Thousands of people signed a petition demanding the removal of the sculpture on the 200-year-old sign for the Green Man and Black’s Head inn in Ashbourne, Derbyshire. Derbyshire Dales District Council had agreed to take the head off the sign with “immediate effect” but a group of locals got there first and removed it last night, claiming they had received permission to do so and insisting they planned to protect and restore it.
Around 50 people gathered to see the removal of the historic wooden caricature from its prominent position in the town centre.
Resident Mark Redfern said: “The head will be restored while on the ground and returned to its position at a later date.
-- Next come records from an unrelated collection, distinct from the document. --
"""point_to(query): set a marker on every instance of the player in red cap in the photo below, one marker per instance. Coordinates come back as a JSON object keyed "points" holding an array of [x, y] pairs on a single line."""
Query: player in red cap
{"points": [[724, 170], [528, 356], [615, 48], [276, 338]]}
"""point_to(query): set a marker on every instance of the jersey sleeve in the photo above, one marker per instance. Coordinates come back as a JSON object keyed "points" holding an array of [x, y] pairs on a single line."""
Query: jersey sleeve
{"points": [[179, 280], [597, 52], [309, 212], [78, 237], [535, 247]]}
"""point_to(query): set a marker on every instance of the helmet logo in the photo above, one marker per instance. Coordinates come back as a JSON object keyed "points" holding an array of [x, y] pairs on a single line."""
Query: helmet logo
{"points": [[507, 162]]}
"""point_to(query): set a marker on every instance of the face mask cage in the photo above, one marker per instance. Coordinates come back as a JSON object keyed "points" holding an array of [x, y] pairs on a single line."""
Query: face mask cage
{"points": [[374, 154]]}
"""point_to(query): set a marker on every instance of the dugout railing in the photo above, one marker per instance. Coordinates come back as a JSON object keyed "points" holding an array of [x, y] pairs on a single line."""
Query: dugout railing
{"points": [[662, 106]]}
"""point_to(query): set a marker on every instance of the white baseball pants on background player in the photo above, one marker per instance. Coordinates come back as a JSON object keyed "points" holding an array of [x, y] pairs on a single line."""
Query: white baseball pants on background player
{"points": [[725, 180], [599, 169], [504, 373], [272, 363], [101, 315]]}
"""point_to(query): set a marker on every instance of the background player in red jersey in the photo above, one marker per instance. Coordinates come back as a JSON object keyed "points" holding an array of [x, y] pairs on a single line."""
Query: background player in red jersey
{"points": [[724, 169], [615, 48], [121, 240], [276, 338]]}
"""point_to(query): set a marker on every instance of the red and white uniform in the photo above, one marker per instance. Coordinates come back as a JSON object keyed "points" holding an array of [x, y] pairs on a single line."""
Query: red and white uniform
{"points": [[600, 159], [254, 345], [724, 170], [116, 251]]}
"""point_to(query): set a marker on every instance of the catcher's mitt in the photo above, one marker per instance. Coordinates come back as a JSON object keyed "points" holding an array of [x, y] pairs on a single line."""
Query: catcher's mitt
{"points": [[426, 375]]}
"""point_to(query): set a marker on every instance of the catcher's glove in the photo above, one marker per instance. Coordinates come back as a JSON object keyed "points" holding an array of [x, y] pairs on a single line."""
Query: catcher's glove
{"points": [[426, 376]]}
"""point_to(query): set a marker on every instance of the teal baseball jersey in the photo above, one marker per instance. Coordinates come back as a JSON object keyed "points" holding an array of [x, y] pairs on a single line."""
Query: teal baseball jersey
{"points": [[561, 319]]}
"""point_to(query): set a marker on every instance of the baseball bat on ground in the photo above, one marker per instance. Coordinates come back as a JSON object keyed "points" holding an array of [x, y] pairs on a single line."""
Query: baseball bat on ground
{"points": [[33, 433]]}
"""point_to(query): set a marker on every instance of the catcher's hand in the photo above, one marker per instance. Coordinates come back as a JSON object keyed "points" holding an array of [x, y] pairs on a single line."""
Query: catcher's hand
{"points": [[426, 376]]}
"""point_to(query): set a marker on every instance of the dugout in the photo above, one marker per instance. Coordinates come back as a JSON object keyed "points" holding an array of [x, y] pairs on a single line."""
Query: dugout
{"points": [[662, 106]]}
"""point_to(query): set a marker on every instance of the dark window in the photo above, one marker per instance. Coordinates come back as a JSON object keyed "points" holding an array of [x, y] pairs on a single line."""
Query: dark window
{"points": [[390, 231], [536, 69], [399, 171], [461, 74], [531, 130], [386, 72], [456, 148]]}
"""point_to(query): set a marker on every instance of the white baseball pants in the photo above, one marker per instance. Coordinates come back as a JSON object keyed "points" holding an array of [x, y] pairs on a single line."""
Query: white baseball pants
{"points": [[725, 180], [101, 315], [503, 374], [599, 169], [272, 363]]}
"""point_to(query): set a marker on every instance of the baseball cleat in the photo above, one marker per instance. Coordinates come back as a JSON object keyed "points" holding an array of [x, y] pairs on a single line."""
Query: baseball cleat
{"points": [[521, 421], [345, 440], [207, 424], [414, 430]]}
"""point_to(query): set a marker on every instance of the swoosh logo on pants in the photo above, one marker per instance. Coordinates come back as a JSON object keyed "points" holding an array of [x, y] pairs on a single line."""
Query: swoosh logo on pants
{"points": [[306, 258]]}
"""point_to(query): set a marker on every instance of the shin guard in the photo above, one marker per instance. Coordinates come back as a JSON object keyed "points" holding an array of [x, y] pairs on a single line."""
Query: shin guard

Local councillors were also there too.
“Saved by the people of Ashbourne.”
Mr Redfern said the head would be given “a lick of black paint” and claimed the move was to save it from vandalism.
A Change.org petition denouncing the head’s “disgusting racist imagery” and calling for the its removal had amassed more than 35,000 signatures by last night.
The Grade II-listed pub sign, which arches over Ashbourne’s St John’s Street, depicts the face of a black man, which one 20-year-old anthropology student from the town said resembled a golliwog, a 19th-century rag doll which is considered racist.
She said: “I think people are ashamed of it.
“Having it in the middle of the street in a small town is so unwelcoming.
“It should have been taken down a long time ago and put in a museum.”
Matthew Holt, a 19-year-old international relations student from Ashbourne, also signed the petition, stating: “It seems such an obvious racist sign.
“I think it’s important we address our history; we can’t change it but this shouldn’t be displayed in the public eye.
“It should be in a museum where we can learn about it with a description to contextualise it.”
Their demands prompted Derbyshire Dales District Council’s decision to remove the monument from the sign.
A council spokesman said earlier: “We’re removing the head from the sign with immediate effect.
“We agree that the sign itself is not only a public safety concern right now, but that this is an issue that requires urgent discussion and consultation.
“The sign was gifted to the district council a number of years ago and is currently protected by a Grade II structure listing.
“Legally, only Heritage England or the Secretary of State can remove this listing, which means we need to take on board the views of our own councillors and local people before taking forward any representations. This will happen soon.”